映画和日乗

映画、食、人。西に東に。

                         

「密告・者」監督ダンテ・ラム at シネウェーブ六甲

現代の香港、組織犯罪担当の刑事ドン(ニック・チョン)は、元犯罪者を捜査対象組織に潜り込ませその情報を元に一網打尽にする作戦の指揮官である。が、ある麻薬取り引き現場での作戦に失敗、潜入させていた男(リウ・カイチー)は警察に密通していたことがバレて瀕死の重傷を負ってしまう。ドンは新たな密通者として刑務所から出所したばかりの元レーサー、サイグァイ(ニコラス・ツェー)をスカウトする。彼には売られてしまった妹を身請けする金が必要だった。サイグァイは宝石強盗団に運転手として潜入、そこでかつて逃走途中で出くわしたディ(グイ・ルンメイ)という女と再会する。

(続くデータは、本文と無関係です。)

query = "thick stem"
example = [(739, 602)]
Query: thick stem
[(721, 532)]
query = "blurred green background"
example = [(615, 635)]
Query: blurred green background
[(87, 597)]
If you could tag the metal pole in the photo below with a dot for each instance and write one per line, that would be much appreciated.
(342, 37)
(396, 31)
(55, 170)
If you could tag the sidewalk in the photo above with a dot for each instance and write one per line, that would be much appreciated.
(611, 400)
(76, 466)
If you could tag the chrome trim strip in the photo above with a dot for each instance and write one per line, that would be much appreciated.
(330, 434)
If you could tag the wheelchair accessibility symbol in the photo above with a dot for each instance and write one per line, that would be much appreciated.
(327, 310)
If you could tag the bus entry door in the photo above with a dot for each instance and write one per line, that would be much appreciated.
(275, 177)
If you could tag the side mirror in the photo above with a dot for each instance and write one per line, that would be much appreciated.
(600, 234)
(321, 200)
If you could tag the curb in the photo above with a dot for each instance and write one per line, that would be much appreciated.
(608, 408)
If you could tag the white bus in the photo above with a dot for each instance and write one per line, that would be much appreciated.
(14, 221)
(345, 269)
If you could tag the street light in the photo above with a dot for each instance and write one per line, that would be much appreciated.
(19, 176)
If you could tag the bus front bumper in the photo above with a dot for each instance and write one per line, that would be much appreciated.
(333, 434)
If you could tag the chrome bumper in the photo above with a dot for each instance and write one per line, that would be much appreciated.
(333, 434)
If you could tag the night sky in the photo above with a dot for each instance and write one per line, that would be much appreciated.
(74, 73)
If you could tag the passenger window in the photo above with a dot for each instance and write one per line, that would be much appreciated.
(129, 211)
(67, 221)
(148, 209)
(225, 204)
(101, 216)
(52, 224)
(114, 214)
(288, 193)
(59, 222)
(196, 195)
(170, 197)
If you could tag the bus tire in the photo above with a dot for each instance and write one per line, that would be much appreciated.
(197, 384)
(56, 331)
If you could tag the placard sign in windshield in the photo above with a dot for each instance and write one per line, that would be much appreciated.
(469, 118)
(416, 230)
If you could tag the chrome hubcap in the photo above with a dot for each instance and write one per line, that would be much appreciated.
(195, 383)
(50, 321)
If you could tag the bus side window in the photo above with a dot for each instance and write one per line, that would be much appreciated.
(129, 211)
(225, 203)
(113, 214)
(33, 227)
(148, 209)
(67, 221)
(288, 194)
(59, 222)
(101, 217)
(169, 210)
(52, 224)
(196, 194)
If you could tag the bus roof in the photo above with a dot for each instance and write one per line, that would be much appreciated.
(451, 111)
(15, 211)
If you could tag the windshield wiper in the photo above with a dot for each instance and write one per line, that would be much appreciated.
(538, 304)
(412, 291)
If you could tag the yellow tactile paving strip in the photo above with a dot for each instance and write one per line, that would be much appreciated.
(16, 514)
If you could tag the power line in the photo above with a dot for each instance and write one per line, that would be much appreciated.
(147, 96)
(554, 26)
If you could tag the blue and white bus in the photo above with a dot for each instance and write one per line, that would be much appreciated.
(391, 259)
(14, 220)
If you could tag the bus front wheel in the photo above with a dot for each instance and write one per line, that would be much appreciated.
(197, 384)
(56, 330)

ディは組織の一員の情婦で妊娠しているという…というお話し。
英語タイトルは「The Stool Pigeon」、直訳すれば「止まり木の鳩」だが辞書には「スパイ」とある。香港映画お得意のアンダーカーヴァーものだが、元犯罪者という点が新味。そして刑事ドンをはじめ、潜入者サイグァイもディも各々暗い過去を引きずり、情に脆い故非情に徹しきれなくて失敗を重ねるところが面白い、いや切ない。キャメラは素晴らしく、香港中心街をドーンとロングで捉えたかと思えば狭い市街地をステディカムがすり抜ける。欧米映画の強盗に比べると数段荒っぽく無茶しよるし、カーチェイスはしびれる迫力。毎度言うのも嫌だが日本では不可能。
何よりラム監督、映画が分ってる人だ。廃校のロケーションとアクションの執拗ぶり、そしてディーン・マーティンの「ホワイト・クリスマス」に鳥肌。
佳作、お勧め。香港、韓国に負けじと頑張ってる。